Ao ver o andamento do processo se concretizando, a Cimosa levou o caso ao Supremo Tribunal Federal (STF), que convocou um técnico para analisar a situação. Numa reviravolta, é dado o parecer favorável a Dphan. O técnico Afonso Arinos, em seu relatório, enfatizou a extrema necessidade de desenvolver uma consciência nacional de preservação, e seguida de severas críticas à Cimosa, Prefeitura, agentes políticos e imprensa, afirmou que desrespeitaram e burlaram a lei, numa aliança ardil que empreendeu uma campanha de imprensa “não longe terrorista” a favor de capitalistas que queriam nada além de lucro. Ainda em meio a conflitos, em outubro de 1947 o Casarão é finalmente desapropriado de utilidade pública e é dado início a reforma do imóvel.

O Museu

Após a causa ter sido ganha pela Dphan, se instaura o Museu Regional de São João del-Rei. As reformas terminam em 1954, ainda durante a reforma, entre os anos de 1952 e 1958, começaram as aquisições de peças para o acervo do Museu.

As primeiras dificuldades surgem com relação às coleções e conceito inicial do museu que se torna difuso meio às reformas para reconstrução fiel da antiga planta do casarão.

Durante as demolições da Cimosa, o casarão havia sido destruído quase totalmente em seu interior e parte de suas paredes externas sofreram danos irreversíveis também.

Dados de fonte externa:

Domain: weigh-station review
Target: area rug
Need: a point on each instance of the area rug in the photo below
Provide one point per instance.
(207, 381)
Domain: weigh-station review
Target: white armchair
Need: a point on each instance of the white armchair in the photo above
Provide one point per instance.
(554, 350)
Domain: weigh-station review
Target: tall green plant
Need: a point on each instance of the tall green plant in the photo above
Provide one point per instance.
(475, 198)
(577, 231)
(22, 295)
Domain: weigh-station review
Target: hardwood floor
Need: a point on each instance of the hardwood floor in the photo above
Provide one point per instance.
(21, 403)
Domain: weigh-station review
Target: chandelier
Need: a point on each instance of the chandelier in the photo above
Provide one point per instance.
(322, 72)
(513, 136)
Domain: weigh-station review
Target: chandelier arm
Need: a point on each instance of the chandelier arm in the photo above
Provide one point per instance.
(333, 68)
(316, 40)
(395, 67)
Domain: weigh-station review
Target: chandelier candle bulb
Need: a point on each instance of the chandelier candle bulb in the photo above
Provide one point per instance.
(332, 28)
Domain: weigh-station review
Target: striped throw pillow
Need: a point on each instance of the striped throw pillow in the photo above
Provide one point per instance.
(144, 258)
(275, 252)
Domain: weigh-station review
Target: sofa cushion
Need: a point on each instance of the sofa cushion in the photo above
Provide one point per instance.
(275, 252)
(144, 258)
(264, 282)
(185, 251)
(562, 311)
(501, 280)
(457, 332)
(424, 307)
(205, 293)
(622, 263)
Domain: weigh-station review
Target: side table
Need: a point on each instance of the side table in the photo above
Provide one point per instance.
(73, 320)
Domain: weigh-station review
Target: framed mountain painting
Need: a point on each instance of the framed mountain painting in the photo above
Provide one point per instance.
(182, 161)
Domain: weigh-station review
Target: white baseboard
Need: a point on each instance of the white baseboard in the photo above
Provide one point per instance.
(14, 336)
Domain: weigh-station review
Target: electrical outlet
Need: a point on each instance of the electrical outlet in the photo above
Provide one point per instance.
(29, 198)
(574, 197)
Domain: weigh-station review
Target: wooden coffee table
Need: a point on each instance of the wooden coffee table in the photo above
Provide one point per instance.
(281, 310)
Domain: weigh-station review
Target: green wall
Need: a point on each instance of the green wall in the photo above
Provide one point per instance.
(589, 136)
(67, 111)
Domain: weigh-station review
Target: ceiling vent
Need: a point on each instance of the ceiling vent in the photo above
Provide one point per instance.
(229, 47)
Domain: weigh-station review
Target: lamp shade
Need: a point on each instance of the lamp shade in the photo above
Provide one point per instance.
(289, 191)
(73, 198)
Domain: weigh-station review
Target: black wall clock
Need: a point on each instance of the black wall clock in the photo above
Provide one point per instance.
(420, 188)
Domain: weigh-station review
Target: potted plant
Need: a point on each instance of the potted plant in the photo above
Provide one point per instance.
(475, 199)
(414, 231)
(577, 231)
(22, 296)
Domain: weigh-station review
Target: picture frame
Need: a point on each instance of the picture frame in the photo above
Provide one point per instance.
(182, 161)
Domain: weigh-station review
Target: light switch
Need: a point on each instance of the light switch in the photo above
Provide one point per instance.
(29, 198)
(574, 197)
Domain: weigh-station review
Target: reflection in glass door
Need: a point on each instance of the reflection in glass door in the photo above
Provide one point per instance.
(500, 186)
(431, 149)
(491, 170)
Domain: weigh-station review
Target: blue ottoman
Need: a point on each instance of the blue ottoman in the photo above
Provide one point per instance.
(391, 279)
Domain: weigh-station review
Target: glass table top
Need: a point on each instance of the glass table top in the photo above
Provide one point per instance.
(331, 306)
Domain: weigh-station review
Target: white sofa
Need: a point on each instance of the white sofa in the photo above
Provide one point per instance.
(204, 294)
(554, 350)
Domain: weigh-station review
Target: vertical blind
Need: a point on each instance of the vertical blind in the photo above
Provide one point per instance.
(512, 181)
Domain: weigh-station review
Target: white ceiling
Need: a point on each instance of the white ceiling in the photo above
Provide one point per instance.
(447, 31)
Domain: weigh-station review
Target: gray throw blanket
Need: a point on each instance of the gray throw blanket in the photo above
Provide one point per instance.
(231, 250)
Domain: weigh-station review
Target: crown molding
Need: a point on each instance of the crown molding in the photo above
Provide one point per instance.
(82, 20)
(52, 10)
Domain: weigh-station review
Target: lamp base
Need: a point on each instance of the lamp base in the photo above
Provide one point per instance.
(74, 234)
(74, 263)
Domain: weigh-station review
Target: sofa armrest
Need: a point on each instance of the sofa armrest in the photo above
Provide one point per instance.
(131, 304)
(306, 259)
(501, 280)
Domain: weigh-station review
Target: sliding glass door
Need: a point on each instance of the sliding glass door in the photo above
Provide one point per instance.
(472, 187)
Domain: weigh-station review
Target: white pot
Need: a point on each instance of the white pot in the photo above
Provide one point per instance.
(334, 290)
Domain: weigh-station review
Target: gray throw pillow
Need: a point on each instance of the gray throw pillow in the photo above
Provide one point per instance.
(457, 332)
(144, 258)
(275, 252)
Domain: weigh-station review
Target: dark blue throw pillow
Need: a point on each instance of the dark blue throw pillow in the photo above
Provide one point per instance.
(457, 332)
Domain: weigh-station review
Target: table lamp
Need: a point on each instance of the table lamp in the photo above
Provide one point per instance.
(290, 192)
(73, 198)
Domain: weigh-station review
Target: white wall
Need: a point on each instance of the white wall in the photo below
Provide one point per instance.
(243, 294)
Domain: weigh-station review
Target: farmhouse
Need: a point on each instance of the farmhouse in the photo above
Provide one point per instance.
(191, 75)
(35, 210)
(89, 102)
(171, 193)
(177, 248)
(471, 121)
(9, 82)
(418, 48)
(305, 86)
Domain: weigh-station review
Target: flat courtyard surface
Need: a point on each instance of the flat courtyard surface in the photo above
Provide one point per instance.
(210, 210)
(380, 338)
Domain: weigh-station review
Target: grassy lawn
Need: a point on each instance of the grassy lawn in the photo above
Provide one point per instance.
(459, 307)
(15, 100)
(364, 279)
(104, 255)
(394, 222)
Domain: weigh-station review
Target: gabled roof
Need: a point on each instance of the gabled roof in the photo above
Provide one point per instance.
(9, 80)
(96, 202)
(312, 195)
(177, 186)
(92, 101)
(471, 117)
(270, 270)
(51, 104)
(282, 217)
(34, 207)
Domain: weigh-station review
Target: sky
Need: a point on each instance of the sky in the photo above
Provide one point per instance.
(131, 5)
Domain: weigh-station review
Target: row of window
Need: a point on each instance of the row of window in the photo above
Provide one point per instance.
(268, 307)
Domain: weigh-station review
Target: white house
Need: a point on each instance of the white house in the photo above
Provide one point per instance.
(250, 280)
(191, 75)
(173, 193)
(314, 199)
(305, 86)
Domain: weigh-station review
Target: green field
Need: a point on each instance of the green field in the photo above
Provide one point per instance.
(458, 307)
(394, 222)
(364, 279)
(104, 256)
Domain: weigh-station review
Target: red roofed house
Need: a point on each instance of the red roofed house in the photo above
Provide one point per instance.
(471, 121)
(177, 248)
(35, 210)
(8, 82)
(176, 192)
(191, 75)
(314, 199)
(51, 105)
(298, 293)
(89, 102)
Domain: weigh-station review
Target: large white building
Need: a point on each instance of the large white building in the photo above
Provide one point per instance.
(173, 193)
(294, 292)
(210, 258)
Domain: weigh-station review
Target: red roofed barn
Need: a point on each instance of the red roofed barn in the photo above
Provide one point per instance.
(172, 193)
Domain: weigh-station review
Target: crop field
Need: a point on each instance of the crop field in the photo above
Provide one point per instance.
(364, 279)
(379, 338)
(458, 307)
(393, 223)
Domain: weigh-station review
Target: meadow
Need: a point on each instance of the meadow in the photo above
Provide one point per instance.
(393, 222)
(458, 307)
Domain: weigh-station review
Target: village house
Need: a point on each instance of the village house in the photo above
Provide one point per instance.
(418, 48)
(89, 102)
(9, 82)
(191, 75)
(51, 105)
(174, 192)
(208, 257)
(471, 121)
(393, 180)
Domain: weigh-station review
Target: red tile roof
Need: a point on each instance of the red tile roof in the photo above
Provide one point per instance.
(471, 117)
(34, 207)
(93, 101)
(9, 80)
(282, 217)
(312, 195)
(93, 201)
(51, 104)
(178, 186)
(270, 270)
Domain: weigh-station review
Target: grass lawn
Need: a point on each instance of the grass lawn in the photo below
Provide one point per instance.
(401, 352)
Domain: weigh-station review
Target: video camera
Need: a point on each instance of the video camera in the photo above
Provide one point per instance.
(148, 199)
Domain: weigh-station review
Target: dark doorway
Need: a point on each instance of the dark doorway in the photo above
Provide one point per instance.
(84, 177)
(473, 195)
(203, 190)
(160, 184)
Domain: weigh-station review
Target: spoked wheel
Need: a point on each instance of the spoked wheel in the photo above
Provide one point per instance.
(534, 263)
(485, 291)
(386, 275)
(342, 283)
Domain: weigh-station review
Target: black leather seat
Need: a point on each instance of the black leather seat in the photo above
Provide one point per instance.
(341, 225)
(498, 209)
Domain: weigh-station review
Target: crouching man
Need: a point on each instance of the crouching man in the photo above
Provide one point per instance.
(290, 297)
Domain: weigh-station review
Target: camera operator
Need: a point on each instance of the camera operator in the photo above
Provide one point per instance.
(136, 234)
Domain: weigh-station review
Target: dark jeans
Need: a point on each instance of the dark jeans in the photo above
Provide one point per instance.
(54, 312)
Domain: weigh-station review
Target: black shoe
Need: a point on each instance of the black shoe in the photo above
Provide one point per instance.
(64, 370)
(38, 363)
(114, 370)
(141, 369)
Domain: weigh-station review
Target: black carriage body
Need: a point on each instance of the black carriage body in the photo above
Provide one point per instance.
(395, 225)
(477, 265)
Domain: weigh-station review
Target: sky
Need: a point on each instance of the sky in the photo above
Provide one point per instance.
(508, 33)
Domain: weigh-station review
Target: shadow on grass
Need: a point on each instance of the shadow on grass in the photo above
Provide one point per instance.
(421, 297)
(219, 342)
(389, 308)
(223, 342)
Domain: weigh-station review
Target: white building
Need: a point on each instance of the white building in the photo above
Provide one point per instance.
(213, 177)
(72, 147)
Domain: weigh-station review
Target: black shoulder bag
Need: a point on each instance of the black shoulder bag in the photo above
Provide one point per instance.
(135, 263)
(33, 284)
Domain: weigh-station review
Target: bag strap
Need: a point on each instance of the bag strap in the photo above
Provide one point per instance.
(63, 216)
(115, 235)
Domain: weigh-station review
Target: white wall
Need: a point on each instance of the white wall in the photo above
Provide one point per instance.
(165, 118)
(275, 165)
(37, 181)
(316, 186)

Sob a orientação de diversos profissionais e arquitetos da Dphan (inclusive um dos arquitetos, Lúcio Costa, seria um dos responsáveis pelos traçados dos mapas de Brasília) a decisão foi tomada para que o estilo colonial e imperial permanecesse, característica marcante do casarão ainda no século XIX.

Pensando ainda na ótica da preservação, a restauração foi direcionada para que no interior do sobrado ainda pudesse ser reconstituído a vivência e costumes da época. Infelizmente, isso não foi possível devido ao lento progresso da restauração e dificuldade de manter a planta original. Desta dificuldade, surgiu a necessidade de criar um ambiente que, ainda que não fosse de todo fiel ao casarão original, não parece contaminado pela onda eclética do final do século IXI.

Em 1958 o museu é parcialmente aberto ao público e em 1963 se inaugura ao público o Museu Regional de São João del-Rei que remete ao cotidiano do povo de mineiro no século XVIII e XIX, através de móveis e utensílios domésticos utilizados na época.

Hoje o museu está sob a proteção do Iphan e do Ibram (Instituto Brasileiro de Museus). Além de recontar a história da vida íntima e social mineira, também conta com exposições de artistas regionais, acervos e catálogos, projeções de filmes e visitas guiadas pelas exposições, unindo a história já vivida e a que está sendo escrita hoje.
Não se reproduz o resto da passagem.